The terror of debugging a chess program (and the unexpected benefits…)

Goal

The goal of this article is to provide an overview of how a chess program can be debugged when a problem occurs. The Huo Chess program is used for this tutorial – the program used anyway for all tutorials in this site.

About Huo Chess

Check Huo Chess – Chess programming learning tutorials for details about Huo Chess and the source code of the program.

Background story

When testing the Huo Chess Quick Basic edition, it occurred to me that the program did not play the anticipated moves in one specific variant of Grob opening.

In particular, when the computer played with white, in the following sequence of moves…

1. g4 e5
2. d3 d5
3. Bg2 Bxg4
4. c4 dc4

that resulted in the following position…

The position where the problem appeared…

…the computer continued the game with 5. f3? and did not capture the pawn on b7 with the bishop.

What was more disturbing was that the other editions of Huo Chess (namely the C# edition and the Java edition) did play the correct move 5. Bxb7 (well, that was also a bit reassuring in the sense that the other editions played well).

So the stage was set: Try to debug the Huo Chess QBasic edition and discover what it makes it play differently than the other editions!

Important note: For illustration purposes, I used screenshots from the version with more elaborate graphics for the chessboard. For this version I have re-used the graphics from the Deep Chess program (by Thomas McBurney). Please see the related article Programming a chess application in QBasic (QB64) for details.

Debugging AI

Before we delve into the details of debugging Huo Chess, a brief introduction about debugging is adue.

Debugging an application that presents a problem (bug) is always a difficult task. It involves looking at the source code again and again until the problem is detected, something that is becoming even more difficult if the source of the problem is not known or at least suspected somehow. Multiple tests are needed to check if potential solutions are able to fix the bug – tests that also must include regression testing to verify that the changes applied do not mess up with existing functionality that had no problems in the first place.

When coming to the debugging of a chess application things get even more complicated. If the problem lies in the UI or some additional features of the program (like viewing the sets of moves or taking back a move) then of course the problem is straightforward and the programmer knows where to look for problems. If the problem lies in the thinking mechanism of the chess program though, then you must dive deep into that thinking mechanism to try and understand why the computer did not play the move it was expected to play.

Artificial Intelligence has become a kind of a black box lately. That is because the increasing complexity of the programs make it hard or sometimes even impossible to determine why the computer made a specific decision and not a different one. (source) (source) A chess program is one of those examples where knowing exactly why the computer played this move and not the other is a really hard task, or in the case of neural networks close to impossible.

Debugging a chess program entails also taking a look at the logs that describe the thinking process. Such logs document all the moves checked by the chess program, the score of each position analyzed and the process of determining the best move of them all. These logs were key to the discovery of the problem as you will see later on. Note though that checking of the logs is possible because of the small size of Huo Chess and its output when analyzing moves. Checking the logs could be a daunting task when it comes down to checking the thinking process of computers which analyze millions of positions per second.

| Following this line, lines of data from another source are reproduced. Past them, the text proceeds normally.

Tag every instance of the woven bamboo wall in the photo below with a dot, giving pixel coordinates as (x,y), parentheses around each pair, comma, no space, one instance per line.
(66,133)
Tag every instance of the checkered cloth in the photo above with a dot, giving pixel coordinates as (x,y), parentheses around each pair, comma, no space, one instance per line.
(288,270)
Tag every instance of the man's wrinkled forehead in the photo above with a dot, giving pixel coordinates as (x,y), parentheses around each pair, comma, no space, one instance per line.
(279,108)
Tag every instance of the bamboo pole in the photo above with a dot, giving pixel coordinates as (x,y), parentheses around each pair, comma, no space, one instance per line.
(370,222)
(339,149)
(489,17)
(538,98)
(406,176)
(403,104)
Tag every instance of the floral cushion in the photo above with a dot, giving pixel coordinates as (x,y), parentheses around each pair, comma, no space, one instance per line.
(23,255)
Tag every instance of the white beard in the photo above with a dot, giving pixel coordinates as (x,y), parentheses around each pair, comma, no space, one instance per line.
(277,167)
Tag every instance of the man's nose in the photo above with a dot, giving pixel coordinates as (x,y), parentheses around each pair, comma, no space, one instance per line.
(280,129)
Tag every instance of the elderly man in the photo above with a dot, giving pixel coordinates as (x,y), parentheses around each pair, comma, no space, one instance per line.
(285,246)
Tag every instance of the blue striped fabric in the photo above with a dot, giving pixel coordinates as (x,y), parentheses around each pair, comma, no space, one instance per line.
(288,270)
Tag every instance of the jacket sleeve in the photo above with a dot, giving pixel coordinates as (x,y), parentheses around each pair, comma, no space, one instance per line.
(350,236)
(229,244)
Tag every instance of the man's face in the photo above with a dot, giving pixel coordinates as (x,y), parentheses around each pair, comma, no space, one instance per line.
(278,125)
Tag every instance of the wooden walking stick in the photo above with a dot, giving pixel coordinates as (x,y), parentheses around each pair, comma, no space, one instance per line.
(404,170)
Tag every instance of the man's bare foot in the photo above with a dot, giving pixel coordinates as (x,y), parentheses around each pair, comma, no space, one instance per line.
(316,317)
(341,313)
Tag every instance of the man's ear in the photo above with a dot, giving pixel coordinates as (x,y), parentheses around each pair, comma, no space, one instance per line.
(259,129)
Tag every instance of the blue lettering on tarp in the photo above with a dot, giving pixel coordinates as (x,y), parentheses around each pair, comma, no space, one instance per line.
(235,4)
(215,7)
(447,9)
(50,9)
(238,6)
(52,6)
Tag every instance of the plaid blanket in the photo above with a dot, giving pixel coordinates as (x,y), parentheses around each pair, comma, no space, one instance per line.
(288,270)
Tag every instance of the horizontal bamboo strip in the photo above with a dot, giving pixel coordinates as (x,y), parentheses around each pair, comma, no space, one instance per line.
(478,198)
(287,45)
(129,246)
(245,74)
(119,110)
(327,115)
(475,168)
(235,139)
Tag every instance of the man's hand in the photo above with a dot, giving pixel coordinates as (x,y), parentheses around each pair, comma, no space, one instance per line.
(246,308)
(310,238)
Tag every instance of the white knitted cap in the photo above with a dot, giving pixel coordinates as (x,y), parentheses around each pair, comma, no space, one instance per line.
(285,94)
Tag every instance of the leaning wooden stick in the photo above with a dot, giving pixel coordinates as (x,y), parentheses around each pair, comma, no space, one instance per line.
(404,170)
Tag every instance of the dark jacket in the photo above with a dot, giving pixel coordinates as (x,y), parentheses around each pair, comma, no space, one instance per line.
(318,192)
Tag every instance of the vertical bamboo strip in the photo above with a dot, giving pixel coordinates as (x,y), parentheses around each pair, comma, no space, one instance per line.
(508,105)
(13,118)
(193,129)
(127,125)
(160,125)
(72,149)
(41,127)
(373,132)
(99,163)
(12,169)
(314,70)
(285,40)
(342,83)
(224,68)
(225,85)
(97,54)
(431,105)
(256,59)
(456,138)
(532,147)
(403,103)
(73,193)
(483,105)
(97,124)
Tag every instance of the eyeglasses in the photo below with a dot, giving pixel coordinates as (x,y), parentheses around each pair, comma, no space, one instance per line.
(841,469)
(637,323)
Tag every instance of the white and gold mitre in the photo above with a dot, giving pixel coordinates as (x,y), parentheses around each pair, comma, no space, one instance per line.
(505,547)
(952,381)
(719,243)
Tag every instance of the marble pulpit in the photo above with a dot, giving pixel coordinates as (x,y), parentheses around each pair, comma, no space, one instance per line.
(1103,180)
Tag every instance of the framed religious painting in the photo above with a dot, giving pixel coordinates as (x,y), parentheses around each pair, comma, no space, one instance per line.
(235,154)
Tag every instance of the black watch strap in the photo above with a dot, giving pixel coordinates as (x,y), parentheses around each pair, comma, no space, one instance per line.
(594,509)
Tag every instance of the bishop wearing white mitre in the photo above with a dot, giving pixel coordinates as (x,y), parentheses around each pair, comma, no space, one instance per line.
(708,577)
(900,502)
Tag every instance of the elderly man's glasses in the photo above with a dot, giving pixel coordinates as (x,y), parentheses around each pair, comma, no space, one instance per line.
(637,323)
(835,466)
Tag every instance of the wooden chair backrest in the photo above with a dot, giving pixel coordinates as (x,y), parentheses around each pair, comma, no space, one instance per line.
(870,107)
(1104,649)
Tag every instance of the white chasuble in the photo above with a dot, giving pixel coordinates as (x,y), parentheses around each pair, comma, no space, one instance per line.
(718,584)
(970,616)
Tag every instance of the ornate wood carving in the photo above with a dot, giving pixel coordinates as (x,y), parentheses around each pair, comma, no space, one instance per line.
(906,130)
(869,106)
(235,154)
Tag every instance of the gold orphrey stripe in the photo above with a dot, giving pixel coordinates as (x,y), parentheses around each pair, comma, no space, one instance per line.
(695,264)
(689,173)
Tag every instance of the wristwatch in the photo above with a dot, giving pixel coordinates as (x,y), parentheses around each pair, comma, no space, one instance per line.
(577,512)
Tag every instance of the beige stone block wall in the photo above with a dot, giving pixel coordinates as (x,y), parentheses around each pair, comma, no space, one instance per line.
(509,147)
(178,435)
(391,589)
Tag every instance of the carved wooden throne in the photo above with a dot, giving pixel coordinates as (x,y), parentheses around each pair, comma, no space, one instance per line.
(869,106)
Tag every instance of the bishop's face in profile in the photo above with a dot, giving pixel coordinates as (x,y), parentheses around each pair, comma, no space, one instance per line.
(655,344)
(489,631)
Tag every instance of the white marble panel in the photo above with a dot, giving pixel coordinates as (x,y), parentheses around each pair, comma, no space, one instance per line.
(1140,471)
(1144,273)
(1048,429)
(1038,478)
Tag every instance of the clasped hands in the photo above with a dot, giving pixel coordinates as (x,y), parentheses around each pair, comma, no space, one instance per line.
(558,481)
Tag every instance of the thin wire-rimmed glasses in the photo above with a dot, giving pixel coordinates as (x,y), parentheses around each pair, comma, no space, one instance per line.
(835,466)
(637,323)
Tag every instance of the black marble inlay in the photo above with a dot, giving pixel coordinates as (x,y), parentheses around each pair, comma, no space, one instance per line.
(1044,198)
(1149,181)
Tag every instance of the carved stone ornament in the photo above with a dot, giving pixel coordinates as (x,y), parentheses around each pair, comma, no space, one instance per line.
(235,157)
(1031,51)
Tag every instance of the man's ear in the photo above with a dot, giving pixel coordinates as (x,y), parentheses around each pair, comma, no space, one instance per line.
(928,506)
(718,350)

With that introduction in hand, let us describe how I tried to find the problem with Huo Chess.

Step -1: Determine the problem

As mentioned in the beginnning, the problem was that a specific position the computer did not play the optimum move. We know that it is a problem because the other editions of Huo Chess did play the correct move.

Step 0: Setup the environment

When doing anything, one must first the scene and get the right tools to do the job.

First of all I created a test copy of Huo Chess in a separate folder. That would be the version I would work on while trying to find the problem. It is crucial not to mess up with your existing ‘production’ version. No matter how serious the problem is, the fact is that you already have a version that is working and that is distributed to others. So this must stay intact.

What is more, in order to faciliate the testing of the changes I would make, I set up the program to start directly from the ‘problematic’ chessboard position. In that way I saved myself a lot of clicks until I reached the problematic situation that I needed to debug.

Last but not least, I improved the Huo Chess logs so that they included all the information I needed for the debugging.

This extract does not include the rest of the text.